Roadmap for improvement
First, traditional knowledge of farmers has to be recorded, developed and put into use. Vast collective intelligence of farmers are not exploited due to top down approach of scientific innovation. For which, Agricultural innovation hubs in KVK can be developed.
Second both public and private extension institutions visualise mobile applications and websites as next step to take innovative practices to farmers. But 76% of apps released by government is in English, while only 24% is Bilingual. Apps and website should be made available in all regional languages. Even most of the programs in KISAN TV is available in Hindi only. Besides, the agricultural mobile apps provide one way information in most of their services, it’s scope must be expanded to allow users to share their experience.
Third, there is an under-utilised technology that could disseminate knowledge and information at grass root level,i.e., community radio. Even at District level, the agriculture operations and rural artisans works varies greatly.

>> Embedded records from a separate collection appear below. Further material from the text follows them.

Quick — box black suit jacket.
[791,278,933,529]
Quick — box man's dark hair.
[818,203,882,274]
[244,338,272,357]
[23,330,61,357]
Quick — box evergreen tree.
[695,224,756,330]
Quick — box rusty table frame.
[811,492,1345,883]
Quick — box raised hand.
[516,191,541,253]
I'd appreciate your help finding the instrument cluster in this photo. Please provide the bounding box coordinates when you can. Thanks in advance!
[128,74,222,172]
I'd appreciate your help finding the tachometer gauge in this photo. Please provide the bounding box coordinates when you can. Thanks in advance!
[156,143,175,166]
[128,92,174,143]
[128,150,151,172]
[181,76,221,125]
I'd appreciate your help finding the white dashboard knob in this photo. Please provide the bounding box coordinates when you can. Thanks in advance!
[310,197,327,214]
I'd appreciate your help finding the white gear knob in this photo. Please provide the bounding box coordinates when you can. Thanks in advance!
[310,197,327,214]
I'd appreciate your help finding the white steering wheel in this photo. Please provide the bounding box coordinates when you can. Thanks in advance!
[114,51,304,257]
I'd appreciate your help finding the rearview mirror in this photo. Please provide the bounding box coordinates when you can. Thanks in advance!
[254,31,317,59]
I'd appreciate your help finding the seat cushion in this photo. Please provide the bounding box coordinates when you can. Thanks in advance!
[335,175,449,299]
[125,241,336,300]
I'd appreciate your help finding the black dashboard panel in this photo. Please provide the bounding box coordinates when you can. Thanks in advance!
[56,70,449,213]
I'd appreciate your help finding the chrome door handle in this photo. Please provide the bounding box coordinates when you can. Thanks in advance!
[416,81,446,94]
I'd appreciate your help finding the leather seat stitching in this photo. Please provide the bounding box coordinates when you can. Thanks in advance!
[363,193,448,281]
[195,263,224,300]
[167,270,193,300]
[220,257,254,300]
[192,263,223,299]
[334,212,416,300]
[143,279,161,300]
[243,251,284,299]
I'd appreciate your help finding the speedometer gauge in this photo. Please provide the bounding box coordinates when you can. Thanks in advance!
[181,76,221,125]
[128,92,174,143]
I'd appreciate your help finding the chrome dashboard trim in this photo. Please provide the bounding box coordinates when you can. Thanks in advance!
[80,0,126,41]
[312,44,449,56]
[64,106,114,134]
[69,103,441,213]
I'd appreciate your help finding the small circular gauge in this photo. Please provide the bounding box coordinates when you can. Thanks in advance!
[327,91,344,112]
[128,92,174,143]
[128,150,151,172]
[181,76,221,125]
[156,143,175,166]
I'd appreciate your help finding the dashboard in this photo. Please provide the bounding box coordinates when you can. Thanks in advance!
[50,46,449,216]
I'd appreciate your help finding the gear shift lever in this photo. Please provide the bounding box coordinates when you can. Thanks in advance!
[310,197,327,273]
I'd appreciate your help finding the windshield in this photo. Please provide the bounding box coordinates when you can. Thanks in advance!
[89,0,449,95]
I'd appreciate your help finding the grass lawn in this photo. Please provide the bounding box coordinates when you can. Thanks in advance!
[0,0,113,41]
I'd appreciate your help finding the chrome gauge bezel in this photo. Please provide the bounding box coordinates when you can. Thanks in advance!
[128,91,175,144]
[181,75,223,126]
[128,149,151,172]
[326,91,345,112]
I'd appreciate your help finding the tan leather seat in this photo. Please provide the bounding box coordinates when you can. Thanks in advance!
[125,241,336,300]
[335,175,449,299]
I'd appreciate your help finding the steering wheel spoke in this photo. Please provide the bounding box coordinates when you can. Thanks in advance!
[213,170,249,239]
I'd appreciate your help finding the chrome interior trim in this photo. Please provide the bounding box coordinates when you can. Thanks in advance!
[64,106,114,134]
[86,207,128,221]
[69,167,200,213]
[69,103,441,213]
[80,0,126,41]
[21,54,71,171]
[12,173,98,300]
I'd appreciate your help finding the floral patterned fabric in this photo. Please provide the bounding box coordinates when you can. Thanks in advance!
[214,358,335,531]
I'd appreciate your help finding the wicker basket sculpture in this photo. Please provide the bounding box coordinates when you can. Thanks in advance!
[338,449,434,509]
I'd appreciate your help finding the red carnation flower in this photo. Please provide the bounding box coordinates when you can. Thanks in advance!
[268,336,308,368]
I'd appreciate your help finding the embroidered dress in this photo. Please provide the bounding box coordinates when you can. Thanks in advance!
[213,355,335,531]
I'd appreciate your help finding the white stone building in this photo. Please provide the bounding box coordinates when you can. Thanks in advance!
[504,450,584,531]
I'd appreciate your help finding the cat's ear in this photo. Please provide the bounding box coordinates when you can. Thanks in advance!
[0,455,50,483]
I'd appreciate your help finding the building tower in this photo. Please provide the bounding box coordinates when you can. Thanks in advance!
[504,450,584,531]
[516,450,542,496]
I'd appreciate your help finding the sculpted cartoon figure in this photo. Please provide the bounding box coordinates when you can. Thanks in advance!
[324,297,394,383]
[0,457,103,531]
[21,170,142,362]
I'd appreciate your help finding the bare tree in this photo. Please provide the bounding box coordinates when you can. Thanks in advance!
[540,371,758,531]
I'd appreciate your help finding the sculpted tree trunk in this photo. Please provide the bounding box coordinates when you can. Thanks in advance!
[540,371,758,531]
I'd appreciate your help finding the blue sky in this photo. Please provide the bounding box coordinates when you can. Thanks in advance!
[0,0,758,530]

Community radio serves this purpose as it could reach people of around 15 km and provides local solutions, ideas and local choices available. “suggestions for pest attacks, sharing success stories of farmers of that region has made a huge impact through this community radio” said Sundarapandian of ‘Vayalaga vanoli’ stationed at kottampatti, Madurai district.
“Financial sustainability remains a major handle, Government should provides monetary assistance to field level reporters. Secondly, roping in government officials for interaction is difficult task as they had to get permission from higher officials. Government may make it mandatory for local agricultural officers, public health officials to speak in community radio at regular intervals” said Sundarapandian.
It is disheartening to witness community radio stations functioning with inadequate monetary resources and manpower, while facing rigid rules of government. NGO, Agriculture research institutions, KUKs, State Agricultural Universities must be encouraged to set up community ratio near their campus to make people informed, more locally, more relevantly.
Hon’ble President of India in his republic day speech remarked, “In many cases, technology has been a force multiplier. And in all cases inclusiveness has been a moral multiplier”. Though agriculture sector in India is adapting to modern science and technological innovations, it should also try to be equally inclusive. The technological solution shall not benefit only few, it should reach every farmer, who are inaccessible, illiterate, poor and vulnerable.